Marcin Siodelski · 6b3a66db
--- a/designs/Backend-Assisted-Lease-Selection-design.md
+++ b/designs/Backend-Assisted-Lease-Selection-design.md
@@ -12,24 +12,24 @@ The design issue for this feature is #1126.

 The new lease lookup scheme is going to shift some logic from the allocation engine to the lease backend implementations. We're migrating away from the lease allocation strategy in which the allocation engine "blindly" picks a candidate lease and then verifies if it is available, to the strategy in which the lease backend finds and offers a candidate lease.

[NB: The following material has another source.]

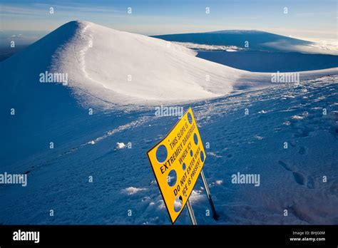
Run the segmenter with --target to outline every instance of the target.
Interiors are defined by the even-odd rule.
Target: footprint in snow
[[[292,172],[295,181],[299,185],[305,185],[309,189],[314,189],[314,179],[312,176],[306,176],[303,173],[295,171],[292,167],[286,162],[279,160],[278,163],[282,165],[286,170]]]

-Even though we can't always guarantee that the lease offered by the backend can be allocated to the given client, shifting the lease selection to the backend should significantly reduce the number of costly interactions between the allocation engine and the lease backend. In particular, it guarantees that if there is a free lease in a given address range it will be offered to the allocation engine with a single query, even if this last available lease in this pool. We're going to call this strategy a Backend Assisted Lease Selection (BALS). In the current code, the lease backend passively responds to the queries whether the lease picked by the allocation engine is available or not. In the extreme case, the allocation engine can make a large number of queries equal to the size of the address pool to find the last available lease. If the pool is exhausted, it will make all these queries to find out that there are no more available leases. With the Backend Assisted Lease Selection the allocation engine will learn that the pool is already exhausted with a single query. It can then try other pools or even subnets, if the subnets are grouped in shared networks.
+Even though we can't always guarantee that the lease offered by the backend can be allocated to the given client, shifting the lease selection to the backend should significantly reduce the number of costly interactions between the allocation engine and the lease backend. In particular, it guarantees that if there is a free lease in a given address range it will be offered to the allocation engine with a single query, even if this last available lease in the pool. We're going to call this strategy a Backend Assisted Lease Selection (BALS). In the current code, the lease backend passively responds to the queries whether the lease picked by the allocation engine is available or not. In the extreme case, the allocation engine can make a large number of queries equal to the size of the address pool to find the last available lease. If the pool is exhausted, it will make all these queries to find out that there are no more available leases. With the Backend Assisted Lease Selection the allocation engine will learn that the pool is already exhausted with a single query. It can then try other pools or even subnets, if the subnets are grouped in shared networks.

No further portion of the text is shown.